Some ideas about how to go approach writing a history of the Online Social Network, the Virtual World (and MMORPGs)…

The first step is to consider how Tom Standage has made a good case that the first instance of a social network, albeit not online or digital, was the telegraph network.  The telegraph was not only a new way of instant communication, a matter which in itself was quite revolutionary at the time.   More interesting was that people created new social activities within the telegraphic network: they played chess, engaged in romantic relationships over the wire, and new forms of crime and fraud were created.  A similar and probably more marked social role had the telephone network later in the century.  Both telegraph and telephone enabled an instant socio-geographical reach not seen before. 

However, both telegraph and telephone systems did lack one important aspect of the later OSN: storage, or an internal memory of the social.  Both were not able to store the information of the activities between the parties for later retrieval and use.  The information about the social interaction was stored in the outer points of the network, in a different media like paper, recordings and plain human memory.  As such, both systems depended on the human element to function as a social construct.

With the advent of the electronic networks and computers this began to change.  At first computers in the fringes of the networks were able to store and manage the information of the transactions (like early e-mail systems), and then when the storage started moving towards the network itself the possibility of the OSN was created.

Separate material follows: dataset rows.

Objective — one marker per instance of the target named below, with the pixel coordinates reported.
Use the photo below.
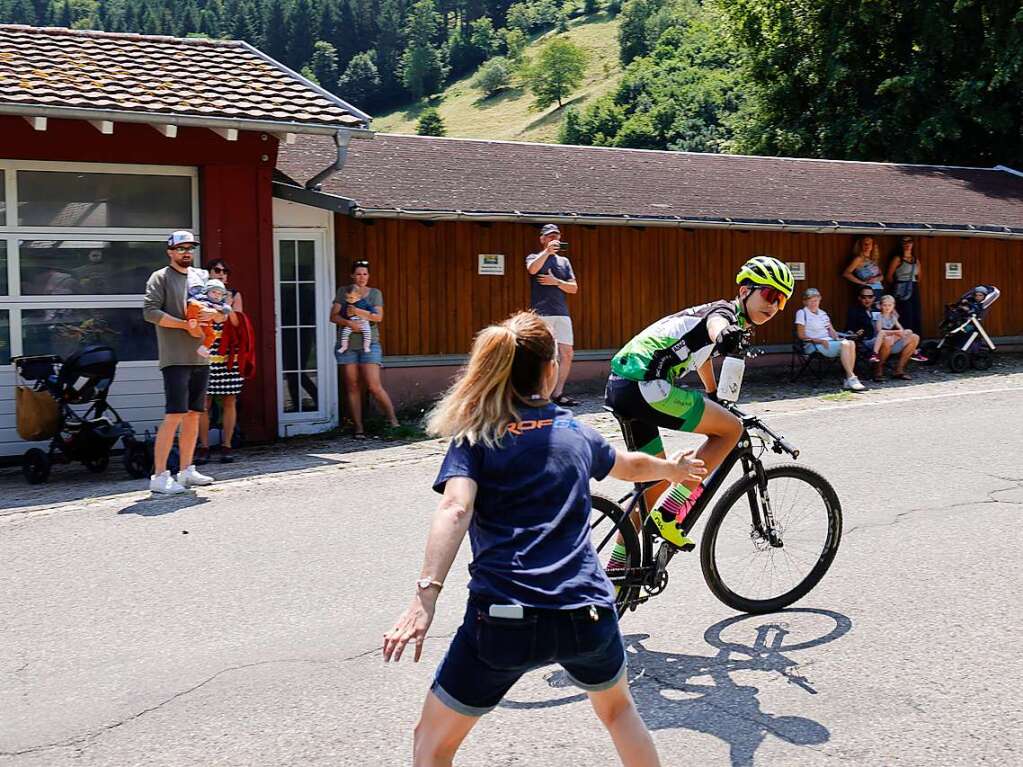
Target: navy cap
(181, 237)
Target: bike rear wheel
(608, 523)
(741, 566)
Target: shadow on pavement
(674, 690)
(156, 505)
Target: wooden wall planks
(435, 301)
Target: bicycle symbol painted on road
(711, 693)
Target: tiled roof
(413, 173)
(57, 68)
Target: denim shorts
(356, 356)
(832, 350)
(489, 655)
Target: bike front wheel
(744, 567)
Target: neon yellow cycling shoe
(669, 531)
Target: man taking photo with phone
(550, 277)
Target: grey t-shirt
(373, 298)
(548, 301)
(166, 291)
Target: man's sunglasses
(773, 296)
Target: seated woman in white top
(815, 330)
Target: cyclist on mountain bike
(642, 386)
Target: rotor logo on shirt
(520, 427)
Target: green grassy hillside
(509, 115)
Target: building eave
(192, 121)
(698, 222)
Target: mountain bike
(770, 538)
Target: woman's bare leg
(617, 712)
(439, 733)
(371, 374)
(353, 394)
(230, 417)
(204, 424)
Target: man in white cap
(185, 372)
(551, 277)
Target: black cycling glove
(663, 360)
(730, 340)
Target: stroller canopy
(88, 362)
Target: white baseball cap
(181, 237)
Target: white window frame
(299, 422)
(11, 233)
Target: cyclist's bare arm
(636, 466)
(446, 533)
(706, 373)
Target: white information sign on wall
(492, 263)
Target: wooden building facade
(630, 276)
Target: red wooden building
(108, 143)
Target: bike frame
(744, 454)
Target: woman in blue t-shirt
(517, 479)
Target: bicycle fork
(764, 527)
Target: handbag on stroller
(47, 388)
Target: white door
(306, 378)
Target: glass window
(62, 330)
(51, 267)
(101, 199)
(4, 337)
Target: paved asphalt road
(242, 627)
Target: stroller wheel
(36, 466)
(981, 361)
(138, 462)
(97, 464)
(959, 361)
(932, 351)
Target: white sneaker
(191, 478)
(853, 385)
(165, 485)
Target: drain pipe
(341, 140)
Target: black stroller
(84, 378)
(964, 341)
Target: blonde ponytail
(505, 364)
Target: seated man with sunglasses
(814, 328)
(642, 388)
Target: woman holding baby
(355, 305)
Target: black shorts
(489, 655)
(184, 388)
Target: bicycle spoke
(746, 564)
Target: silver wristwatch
(425, 583)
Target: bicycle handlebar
(751, 421)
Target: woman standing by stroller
(224, 382)
(517, 478)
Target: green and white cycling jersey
(674, 345)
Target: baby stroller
(84, 378)
(964, 341)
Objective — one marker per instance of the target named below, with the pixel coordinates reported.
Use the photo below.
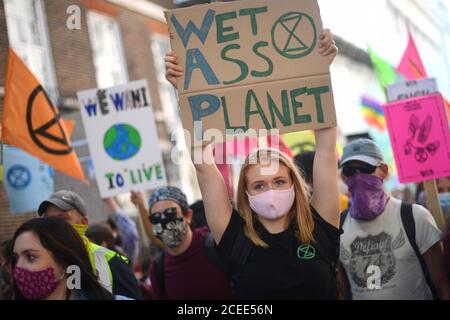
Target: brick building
(117, 41)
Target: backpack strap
(159, 271)
(409, 225)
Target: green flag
(385, 71)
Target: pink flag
(411, 65)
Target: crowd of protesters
(289, 234)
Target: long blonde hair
(301, 209)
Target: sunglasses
(168, 214)
(363, 168)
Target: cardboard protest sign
(411, 89)
(122, 138)
(420, 138)
(252, 65)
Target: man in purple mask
(389, 250)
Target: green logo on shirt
(306, 252)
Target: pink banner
(420, 138)
(411, 65)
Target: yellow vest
(100, 257)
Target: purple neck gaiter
(368, 197)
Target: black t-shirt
(287, 269)
(124, 281)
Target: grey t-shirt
(378, 259)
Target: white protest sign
(411, 89)
(122, 138)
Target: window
(28, 37)
(106, 44)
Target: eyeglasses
(363, 168)
(168, 214)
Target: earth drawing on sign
(122, 142)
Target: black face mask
(168, 227)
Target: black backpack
(240, 252)
(409, 225)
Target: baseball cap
(364, 150)
(65, 200)
(169, 193)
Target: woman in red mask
(280, 243)
(50, 262)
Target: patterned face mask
(168, 227)
(35, 285)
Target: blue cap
(363, 150)
(169, 193)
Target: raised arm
(214, 191)
(212, 186)
(325, 198)
(126, 226)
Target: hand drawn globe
(122, 141)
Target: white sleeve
(427, 232)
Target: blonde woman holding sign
(280, 243)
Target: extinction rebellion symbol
(44, 135)
(306, 252)
(294, 35)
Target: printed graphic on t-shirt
(373, 251)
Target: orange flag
(32, 123)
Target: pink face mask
(272, 204)
(35, 285)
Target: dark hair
(305, 162)
(68, 248)
(5, 248)
(99, 233)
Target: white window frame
(119, 50)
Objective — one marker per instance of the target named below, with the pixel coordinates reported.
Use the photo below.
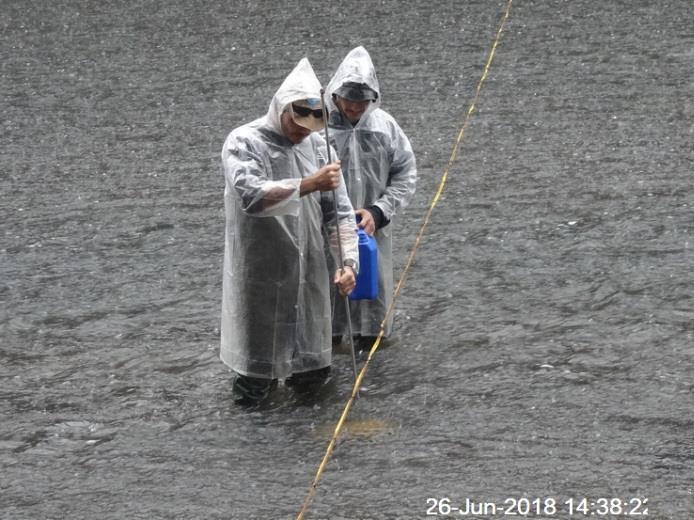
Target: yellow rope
(338, 427)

The development of an electronic system for the exchange of written personal letters and short messages was the next step.  Electronic mail, or E-mail, as it became widely known, was the first instance of an electronic communication designed for human use that was both a social interaction, and stored the information about the interaction, the parties involved and the relevant time and place circumstances.  It used a store-and-forward method of delivery. 

 The first widespread e-mail systems operated using the ARPANET as a transport medium in 1969 and the early 1970s.  Before that some instances of e-mail were present in time-sharing computers at MIT as early as 1965.  E-mail has remained to this day very much the same in structure, but its social and commercial use, and abuse, has reached enormous proportions in the first decade of the 2000s.  It may be well possible to reconstruct whole social models from the content of e-mail messages alone, since e-mail carries the complete social memory within the message.